Sono 5 i sindaci che non hanno sottoscritto l’accordo: Pietro Morittu (Carbonia), Andrea Pisanu (Giba), Paolo Dessì (Sant’Anna Arresi), Angelo Milia (Teulada), Debora Porrà (Villamassargia).

Pietro Morittu, sindaco di una delle due città capoluogo, Carbonia, non si è ancora espresso pubblicamente, anche dopo le sollecitazioni ricevute per una sua eventuale candidatura alternativa alla presidenza della Provincia del Sulcis Iglesiente e, quasi certamente, lo farà il prossimo 3 settembre in Consiglio comunale, nel corso della riunione convocata con due punti all’ordine del giorno:

  1. Comunicazioni del sindaco;
  2. Elezioni provinciali 2025: analisi dei dati preliminari, valutazione e prospettive per la rappresentanza territoriale.

Due dei cinque sindaci che non hanno sottoscritto l’accordo per Mauro Usai, Debora Porrà (Villamassargia) e Andrea Pisanu (Giba), hanno detto di non essere stati coinvolti; Paolo Dessì (Sant’Anna Arresi), presente alla prima riunione, ha detto di non condividere il metodo seguito, senza il coinvolgimento, oltreché dei sindaci, di tutti i rispettivi Consigli comunali.

Il 13 agosto la segretaria di Forza Italia Sulcis Iglesiente Valeria Carta ha rivolto un «appello di Forza Italia per la partecipazione unitaria del centro destra alle elezioni provinciali nel Sulcis Iglesiente. In un territorio dove alle ultime elezioni il centro destra ha rappresentato la forza politica più votata dai cittadini, la nostra coalizione deve unirsi nella competizione delle provinciali. In questa tornata la parola passa a sindaci e consiglieri comunali, ma non dovrebbe ignorare la voce dei cittadini. Perciò, occorre seguire la linea che il nostro segretario Pietro Pittalis ha tracciato a livello regionale: per il Sulcis Iglesiente, crediamo che il centro destra debba partecipare alla competizione provinciale con una lista connotata politicamente, con il contributo di tutte le forze che non si identificano nell’attuale Governo Regionale. Riteniamo anche di dover coinvolgere prioritariamente i sindaci come candidati, poiché sono primi rappresentanti delle comunità locali».

Il 29 agosto quattro partiti della coalizione di centrosinistra che governa la Sardegna, Sinistra Futura, M5S, Orizzonte Comune e Partito Socialista Italiano, hanno sottoscritto un patto elettorale, «per dare al Sulcis Iglesiente un futuro che favorisca un nuovo sviluppo compatibile e il benessere dei suoi cittadini». Non avendo una rappresentanza diretta tra i 24 sindaci, non presenteranno un loro candidato alla presidenza, ma sicuramente una lista di candidati al Consiglio provinciale, con o senza (la legge Delrio consente di presentare una lista senza l’indicazione di un candidato presidente) collegato un candidato alla presidenza.

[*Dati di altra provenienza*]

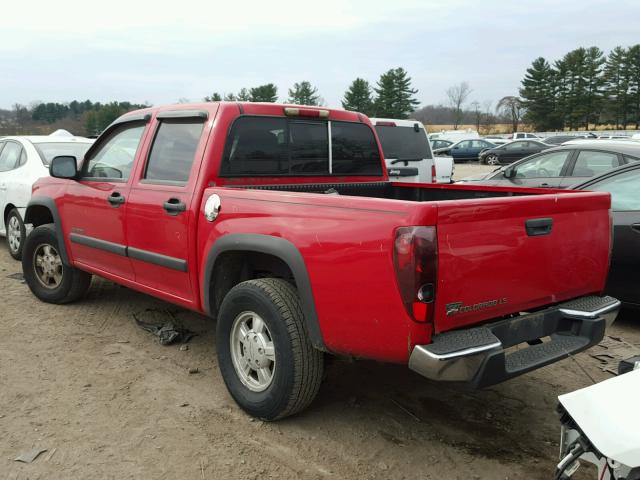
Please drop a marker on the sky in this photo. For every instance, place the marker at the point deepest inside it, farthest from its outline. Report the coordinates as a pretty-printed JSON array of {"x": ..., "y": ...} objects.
[{"x": 143, "y": 51}]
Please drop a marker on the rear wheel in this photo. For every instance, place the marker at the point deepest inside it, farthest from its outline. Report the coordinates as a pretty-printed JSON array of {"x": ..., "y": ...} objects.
[
  {"x": 46, "y": 275},
  {"x": 15, "y": 234},
  {"x": 264, "y": 353}
]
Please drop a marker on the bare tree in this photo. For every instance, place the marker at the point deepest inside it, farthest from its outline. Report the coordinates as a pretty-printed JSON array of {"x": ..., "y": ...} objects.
[
  {"x": 456, "y": 96},
  {"x": 477, "y": 114},
  {"x": 512, "y": 107}
]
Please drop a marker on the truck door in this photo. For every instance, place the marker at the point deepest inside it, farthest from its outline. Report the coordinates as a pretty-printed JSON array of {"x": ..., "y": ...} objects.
[
  {"x": 94, "y": 207},
  {"x": 160, "y": 223}
]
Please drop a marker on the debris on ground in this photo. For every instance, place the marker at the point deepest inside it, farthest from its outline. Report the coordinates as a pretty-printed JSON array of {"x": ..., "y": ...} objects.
[
  {"x": 611, "y": 351},
  {"x": 164, "y": 325},
  {"x": 30, "y": 456}
]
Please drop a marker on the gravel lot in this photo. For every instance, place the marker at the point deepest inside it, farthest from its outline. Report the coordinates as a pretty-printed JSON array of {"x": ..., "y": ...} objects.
[{"x": 107, "y": 401}]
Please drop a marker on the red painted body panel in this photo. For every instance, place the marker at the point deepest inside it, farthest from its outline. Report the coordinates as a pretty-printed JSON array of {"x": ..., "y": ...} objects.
[{"x": 347, "y": 242}]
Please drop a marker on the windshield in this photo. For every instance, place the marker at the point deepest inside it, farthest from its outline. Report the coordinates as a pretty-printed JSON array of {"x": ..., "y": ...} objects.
[
  {"x": 403, "y": 143},
  {"x": 48, "y": 151}
]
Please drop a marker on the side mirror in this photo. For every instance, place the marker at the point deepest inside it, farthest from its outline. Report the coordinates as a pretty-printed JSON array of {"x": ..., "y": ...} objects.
[{"x": 64, "y": 166}]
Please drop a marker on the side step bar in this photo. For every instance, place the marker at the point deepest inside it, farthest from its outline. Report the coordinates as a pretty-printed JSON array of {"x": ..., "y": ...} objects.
[{"x": 478, "y": 356}]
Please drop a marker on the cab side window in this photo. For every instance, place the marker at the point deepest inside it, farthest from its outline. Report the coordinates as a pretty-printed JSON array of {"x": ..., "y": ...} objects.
[
  {"x": 113, "y": 159},
  {"x": 10, "y": 156},
  {"x": 173, "y": 151}
]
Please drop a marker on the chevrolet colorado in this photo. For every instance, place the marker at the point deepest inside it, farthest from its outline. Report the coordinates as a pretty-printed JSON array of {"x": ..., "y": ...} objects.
[{"x": 280, "y": 222}]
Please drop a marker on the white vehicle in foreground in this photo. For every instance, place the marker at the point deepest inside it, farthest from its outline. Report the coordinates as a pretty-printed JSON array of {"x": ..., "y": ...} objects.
[
  {"x": 408, "y": 154},
  {"x": 23, "y": 160},
  {"x": 600, "y": 425}
]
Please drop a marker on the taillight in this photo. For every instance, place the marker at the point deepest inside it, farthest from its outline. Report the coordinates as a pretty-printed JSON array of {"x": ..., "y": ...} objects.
[{"x": 415, "y": 260}]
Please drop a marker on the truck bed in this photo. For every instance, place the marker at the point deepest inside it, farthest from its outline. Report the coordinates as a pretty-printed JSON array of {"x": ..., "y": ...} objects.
[{"x": 500, "y": 251}]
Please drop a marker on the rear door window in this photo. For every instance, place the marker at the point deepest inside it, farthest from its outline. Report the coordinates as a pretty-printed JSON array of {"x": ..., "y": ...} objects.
[
  {"x": 113, "y": 157},
  {"x": 542, "y": 166},
  {"x": 355, "y": 151},
  {"x": 173, "y": 151},
  {"x": 590, "y": 163},
  {"x": 404, "y": 143},
  {"x": 274, "y": 146}
]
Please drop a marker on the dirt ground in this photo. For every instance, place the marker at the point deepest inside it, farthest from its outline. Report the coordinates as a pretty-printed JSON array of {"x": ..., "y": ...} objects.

L’ultima novità è maturata nelle ultime ore, con un appello dei 19 sindaci sottoscrittori dell’accordo a sostegno della candidatura alla presidenza di Mauro Usai (prime firmatarie le sindache), rivolto questa volta al sindaco di Carbonia, Pietro Morittu, affinché si candidi nella lista unitaria che sostiene la Presidenza, che riportiamo integralmente.

«Noi Sindaci del Sulcis Iglesiente riteniamo che il ritorno alla piena operatività delle Province rappresenti una concreta occasione di rilancio per i nostri territori, dopo dodici anni di commissariamento e di assenza di rappresentanza democratica.

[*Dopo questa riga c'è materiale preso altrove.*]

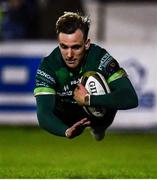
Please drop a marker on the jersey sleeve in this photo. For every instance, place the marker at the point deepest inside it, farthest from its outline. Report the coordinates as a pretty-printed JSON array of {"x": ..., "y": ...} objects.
[
  {"x": 45, "y": 79},
  {"x": 110, "y": 68}
]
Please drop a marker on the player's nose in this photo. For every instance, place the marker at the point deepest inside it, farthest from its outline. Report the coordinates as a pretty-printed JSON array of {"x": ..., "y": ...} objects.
[{"x": 69, "y": 53}]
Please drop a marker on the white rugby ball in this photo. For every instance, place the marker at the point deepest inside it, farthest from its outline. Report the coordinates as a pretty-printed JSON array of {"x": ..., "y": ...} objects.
[{"x": 95, "y": 84}]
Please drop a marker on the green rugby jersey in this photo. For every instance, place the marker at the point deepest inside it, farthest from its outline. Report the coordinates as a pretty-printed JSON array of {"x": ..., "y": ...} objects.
[
  {"x": 54, "y": 77},
  {"x": 55, "y": 82}
]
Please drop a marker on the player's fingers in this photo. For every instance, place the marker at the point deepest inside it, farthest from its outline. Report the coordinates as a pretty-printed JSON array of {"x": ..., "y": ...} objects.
[{"x": 87, "y": 123}]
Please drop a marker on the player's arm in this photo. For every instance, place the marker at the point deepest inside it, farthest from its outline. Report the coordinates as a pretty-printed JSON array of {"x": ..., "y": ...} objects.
[
  {"x": 122, "y": 96},
  {"x": 46, "y": 101}
]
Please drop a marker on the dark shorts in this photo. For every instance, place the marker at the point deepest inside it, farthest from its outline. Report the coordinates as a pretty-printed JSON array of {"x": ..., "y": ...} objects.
[{"x": 71, "y": 113}]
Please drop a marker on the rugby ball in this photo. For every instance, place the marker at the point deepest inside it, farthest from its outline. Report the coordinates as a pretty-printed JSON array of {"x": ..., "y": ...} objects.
[{"x": 95, "y": 84}]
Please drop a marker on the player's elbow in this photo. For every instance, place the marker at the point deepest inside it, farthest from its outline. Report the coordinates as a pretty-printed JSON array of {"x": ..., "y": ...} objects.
[
  {"x": 41, "y": 120},
  {"x": 132, "y": 100}
]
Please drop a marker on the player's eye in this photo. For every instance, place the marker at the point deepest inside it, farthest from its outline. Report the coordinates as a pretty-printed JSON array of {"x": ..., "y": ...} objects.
[
  {"x": 76, "y": 47},
  {"x": 63, "y": 46}
]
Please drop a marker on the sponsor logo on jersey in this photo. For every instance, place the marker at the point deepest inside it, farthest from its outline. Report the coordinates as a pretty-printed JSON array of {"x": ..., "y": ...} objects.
[
  {"x": 104, "y": 61},
  {"x": 47, "y": 76}
]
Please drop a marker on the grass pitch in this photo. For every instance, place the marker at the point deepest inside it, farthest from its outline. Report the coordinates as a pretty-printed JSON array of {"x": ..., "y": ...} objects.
[{"x": 33, "y": 153}]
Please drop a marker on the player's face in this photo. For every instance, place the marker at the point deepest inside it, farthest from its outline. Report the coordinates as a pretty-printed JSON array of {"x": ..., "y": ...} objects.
[{"x": 73, "y": 47}]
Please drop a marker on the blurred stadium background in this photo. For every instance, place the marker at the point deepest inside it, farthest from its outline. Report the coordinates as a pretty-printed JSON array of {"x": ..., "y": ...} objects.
[{"x": 127, "y": 29}]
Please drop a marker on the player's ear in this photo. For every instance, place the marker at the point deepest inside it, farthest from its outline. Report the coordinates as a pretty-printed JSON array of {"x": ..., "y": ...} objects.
[{"x": 87, "y": 44}]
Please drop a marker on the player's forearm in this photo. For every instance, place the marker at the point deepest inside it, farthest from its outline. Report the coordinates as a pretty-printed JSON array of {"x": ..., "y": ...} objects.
[
  {"x": 47, "y": 120},
  {"x": 123, "y": 96}
]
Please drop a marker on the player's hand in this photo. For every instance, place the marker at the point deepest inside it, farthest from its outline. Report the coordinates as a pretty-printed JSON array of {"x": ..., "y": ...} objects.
[
  {"x": 77, "y": 128},
  {"x": 79, "y": 94}
]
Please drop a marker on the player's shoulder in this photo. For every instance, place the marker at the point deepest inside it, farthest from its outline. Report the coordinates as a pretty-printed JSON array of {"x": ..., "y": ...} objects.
[
  {"x": 96, "y": 49},
  {"x": 53, "y": 59}
]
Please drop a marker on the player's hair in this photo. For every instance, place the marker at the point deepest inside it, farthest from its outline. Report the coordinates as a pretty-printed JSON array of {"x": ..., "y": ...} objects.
[{"x": 69, "y": 22}]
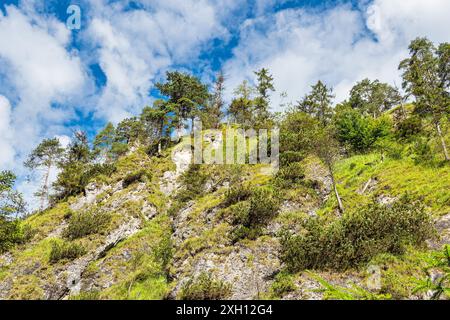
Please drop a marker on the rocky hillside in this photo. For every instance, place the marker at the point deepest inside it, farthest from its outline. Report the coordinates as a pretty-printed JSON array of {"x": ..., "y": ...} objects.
[{"x": 160, "y": 228}]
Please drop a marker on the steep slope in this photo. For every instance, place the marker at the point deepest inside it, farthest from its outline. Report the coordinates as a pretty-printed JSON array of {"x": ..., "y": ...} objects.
[{"x": 166, "y": 230}]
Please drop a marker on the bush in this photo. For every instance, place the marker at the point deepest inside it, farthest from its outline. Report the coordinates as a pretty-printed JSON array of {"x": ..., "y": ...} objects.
[
  {"x": 86, "y": 295},
  {"x": 138, "y": 176},
  {"x": 356, "y": 237},
  {"x": 422, "y": 152},
  {"x": 10, "y": 234},
  {"x": 290, "y": 175},
  {"x": 360, "y": 132},
  {"x": 251, "y": 215},
  {"x": 193, "y": 181},
  {"x": 236, "y": 194},
  {"x": 84, "y": 223},
  {"x": 283, "y": 284},
  {"x": 409, "y": 127},
  {"x": 204, "y": 287},
  {"x": 75, "y": 176},
  {"x": 65, "y": 251},
  {"x": 13, "y": 232}
]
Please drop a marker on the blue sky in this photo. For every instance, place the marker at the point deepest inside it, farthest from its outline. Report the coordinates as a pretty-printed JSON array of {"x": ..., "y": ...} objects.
[{"x": 54, "y": 80}]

La candidatura alla Presidenza della Provincia nasce da un percorso condiviso, che ha unito amministrazioni con esperienze diverse ma accomunate dalla volontà di costruire un progetto territoriale basato sulla collaborazione, sul superamento dei campanilismi e sul sostegno trasversale delle forze politiche.

In questo percorso riteniamo fondamentale la partecipazione della Città di Carbonia e del suo Sindaco, Pietro Morittu. Carbonia rappresenta il cuore del Sulcis Iglesiente e la sua presenza è indispensabile per garantire unità e rappresentatività al nuovo progetto provinciale.

Per questo chiediamo a te, Pietro, di condividere con noi questo cammino, candidandoti nella lista unitaria che sostiene la Presidenza. La tua esperienza e il tuo ruolo potranno rafforzare non solo la voce della tua città, ma quella dell’intero territorio.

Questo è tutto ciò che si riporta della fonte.